LIBRARY, ARMORY, FUEL
MS. LEMON CHAUNCEY, SAGE

“Have you ever heard of Lemon Chauncey?” Antigone asked.

“I have,” Diana said. “But nothing good.” She turned her aviators at Antigone and smiled. “What would you expect from a friend of old Billy Bones? She was tried twice at Ashtown and got off both times. When they wanted to charge her a third time, she filed a trek and skipped out of there. Basically the same thing Rupert did before Bellamy could raise a tribunal.”

“Charged for what?” Antigone asked.

“I only know the dining hall stories,” Diana said. “From other kids. Not exactly reliable. They said she murdered three Acolytes she was training. Some other kid said she was charged with sorcery—curses, charms, dark stuff. You’ll have to ask her.” She laughed. “I’m sure she remembers.”

Antigone adjusted her headset, thinking. “That map might be outdated,” she said.

Diana nodded.

“Skelton died more than a year ago.”

“Yep,” Diana said. “And he even made the map before that.” She smirked.

“And we’re trying to find a ship. Ships move. What
if this Lemon lady decided she wanted to go somewhere new? What if Skelton didn’t know what he was talking about?”

“Well,” said Diana, “then we will fly for a very long time and look at a whole lotta ocean, and then we will run out of fuel and fall into it.” One side of her mouth twitched up. “Don’t worry, it’s not a bad way to go. Popular, even. Been used a lot in the O of B since people started strapping wings on.”

“Well, thanks for that,” Antigone said. “Good to know. But if we’re going to die, I’d rather keep the cause of death unique. Think you could you arrange that?”

“You mean like being eaten by a dragon?
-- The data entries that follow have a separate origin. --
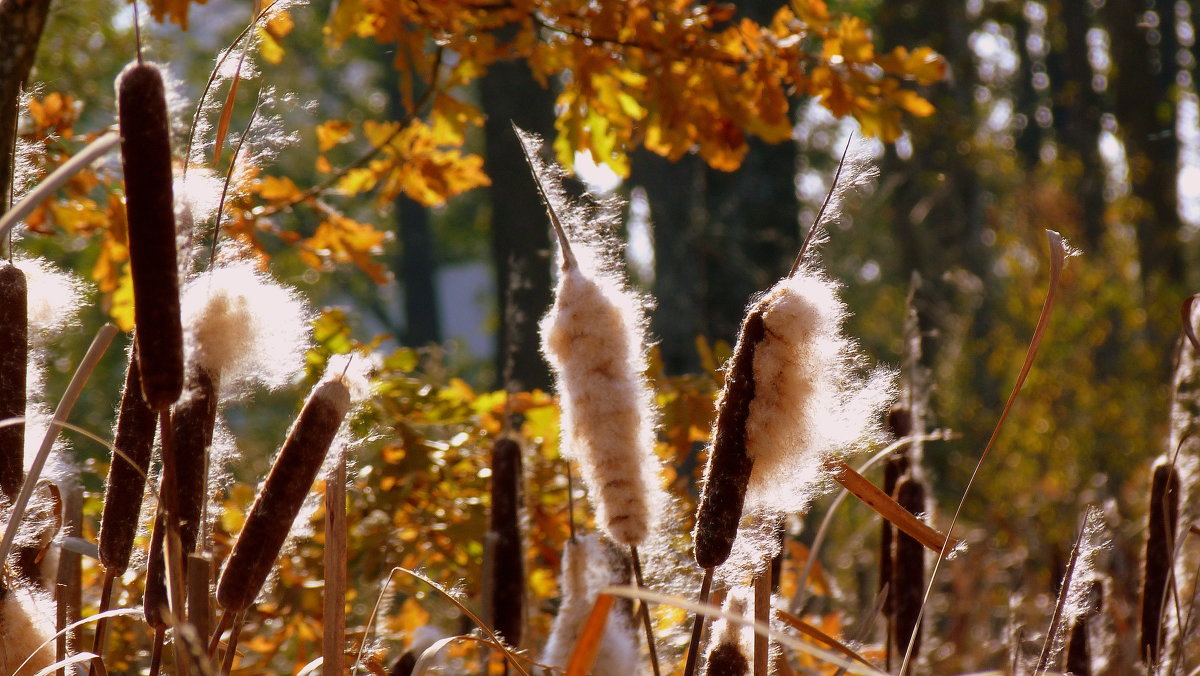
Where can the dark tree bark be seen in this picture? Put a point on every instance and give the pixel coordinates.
(1143, 93)
(1077, 109)
(521, 247)
(681, 277)
(21, 27)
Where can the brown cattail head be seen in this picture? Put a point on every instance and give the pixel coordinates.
(149, 202)
(895, 466)
(282, 495)
(727, 472)
(1163, 518)
(13, 368)
(909, 569)
(508, 584)
(192, 422)
(126, 474)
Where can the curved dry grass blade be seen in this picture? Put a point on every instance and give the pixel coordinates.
(508, 653)
(589, 638)
(95, 150)
(816, 222)
(1056, 618)
(759, 628)
(814, 633)
(75, 388)
(1057, 262)
(523, 141)
(888, 508)
(1189, 329)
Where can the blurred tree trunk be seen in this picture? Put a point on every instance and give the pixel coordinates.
(1143, 89)
(681, 276)
(21, 29)
(415, 265)
(521, 246)
(1077, 109)
(936, 208)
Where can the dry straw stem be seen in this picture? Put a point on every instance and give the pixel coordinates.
(909, 569)
(70, 396)
(149, 202)
(507, 584)
(282, 495)
(13, 368)
(1163, 519)
(1059, 253)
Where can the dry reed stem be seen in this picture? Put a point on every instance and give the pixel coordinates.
(13, 370)
(126, 480)
(1163, 518)
(727, 472)
(282, 495)
(149, 198)
(888, 508)
(507, 580)
(645, 611)
(70, 396)
(1059, 253)
(334, 602)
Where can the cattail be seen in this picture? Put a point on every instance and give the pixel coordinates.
(1079, 659)
(145, 157)
(1163, 518)
(909, 569)
(13, 365)
(790, 400)
(27, 626)
(591, 564)
(504, 533)
(282, 495)
(126, 474)
(593, 339)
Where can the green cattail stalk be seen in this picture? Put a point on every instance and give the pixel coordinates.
(282, 495)
(1164, 513)
(149, 199)
(13, 369)
(508, 584)
(909, 569)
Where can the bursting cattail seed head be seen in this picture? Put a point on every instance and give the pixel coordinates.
(13, 369)
(282, 495)
(145, 157)
(594, 340)
(126, 474)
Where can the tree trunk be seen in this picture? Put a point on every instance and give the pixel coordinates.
(21, 27)
(521, 246)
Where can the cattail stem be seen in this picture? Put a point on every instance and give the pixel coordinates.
(232, 650)
(13, 371)
(645, 610)
(762, 614)
(160, 638)
(1163, 518)
(909, 572)
(697, 626)
(106, 600)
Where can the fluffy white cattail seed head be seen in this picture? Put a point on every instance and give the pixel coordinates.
(809, 401)
(244, 328)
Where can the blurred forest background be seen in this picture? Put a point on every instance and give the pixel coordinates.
(1074, 115)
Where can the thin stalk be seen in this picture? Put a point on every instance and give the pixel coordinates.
(645, 610)
(697, 626)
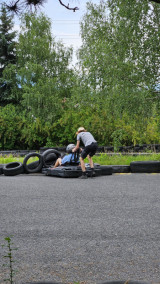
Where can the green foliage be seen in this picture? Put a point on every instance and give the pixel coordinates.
(7, 55)
(105, 159)
(10, 128)
(114, 92)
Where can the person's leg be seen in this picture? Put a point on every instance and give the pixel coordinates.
(90, 161)
(83, 156)
(82, 164)
(58, 163)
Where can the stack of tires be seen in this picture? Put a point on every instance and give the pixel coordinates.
(45, 160)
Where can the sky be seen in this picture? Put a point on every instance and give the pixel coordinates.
(65, 23)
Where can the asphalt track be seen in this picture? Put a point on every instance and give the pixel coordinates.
(69, 230)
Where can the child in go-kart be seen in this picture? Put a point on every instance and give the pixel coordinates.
(70, 159)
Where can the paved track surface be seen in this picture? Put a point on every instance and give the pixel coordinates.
(66, 230)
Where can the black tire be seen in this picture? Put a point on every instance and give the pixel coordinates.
(50, 156)
(145, 167)
(37, 165)
(33, 165)
(13, 169)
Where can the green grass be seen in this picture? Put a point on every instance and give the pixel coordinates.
(102, 159)
(120, 159)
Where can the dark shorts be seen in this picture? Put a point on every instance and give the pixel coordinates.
(89, 150)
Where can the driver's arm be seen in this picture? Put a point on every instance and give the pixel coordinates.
(77, 146)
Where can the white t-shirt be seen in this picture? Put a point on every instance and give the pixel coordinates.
(86, 137)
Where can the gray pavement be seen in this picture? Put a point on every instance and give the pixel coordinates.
(94, 230)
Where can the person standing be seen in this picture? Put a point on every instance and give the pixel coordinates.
(90, 148)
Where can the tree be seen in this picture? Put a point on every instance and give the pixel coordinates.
(120, 59)
(43, 69)
(17, 5)
(7, 54)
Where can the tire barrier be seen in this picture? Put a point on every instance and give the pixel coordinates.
(49, 157)
(145, 167)
(34, 167)
(12, 169)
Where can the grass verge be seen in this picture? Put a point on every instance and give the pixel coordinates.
(102, 159)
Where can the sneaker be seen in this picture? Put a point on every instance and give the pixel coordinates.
(83, 177)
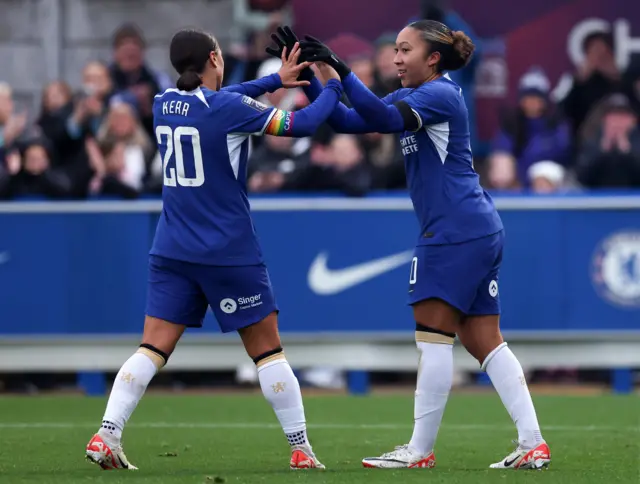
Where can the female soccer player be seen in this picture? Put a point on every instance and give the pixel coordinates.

Tigs, you could have done that months ago. Opportunity missed. I think right now it’s falling out of the sky or nothing.”

Antigone looked out her window at the herd of clouds marching around the world. It was like being back in Radu Bey’s strange open room on the pillar, looking out at sky that wasn’t really there. She exhaled slowly, remembering how close she had come to death that day. She could still smell his hot dragon breath. Her ribs remembered the crushing strength of his tail. If Arachne hadn’t woven her the Angel Skin, Antigone would have died right there. For weeks after, she hadn’t wanted to take off that shimmering spider silk. Now she kept it in her pocket, folded into a tiny square as light as a pack of tissues. Two spiders lived in its center, always ready
to march down her bare spine, binding her into her charmed pearly skin. They were friendly, but the thought still made Antigone shiver.

“Tigs?” Diana asked. “Are you okay? I’m sorry, I shouldn’t have said that about dragons. You don’t need to keep that memory fresh.”

Antigone shook her head. “No, it’s fine. I think I’ll skip the dragon option. Maybe a meteorite. Lightning. A tornado.”

Diana held out her hand, palm up. She waited, eyes hidden behind her glasses, strong jaw set. Antigone took the older girl’s hand.

Diana squeezed. “Old age,” she said. “Let’s die of old age. In times like this, with what lies ahead, old age is as unique as it gets. Maybe even impossible, but we should definitely give it a shot.”

Antigone felt her throat begin to tighten, but she smiled, and she meant it.

“Deal,” she said. “And that goes for everyone.”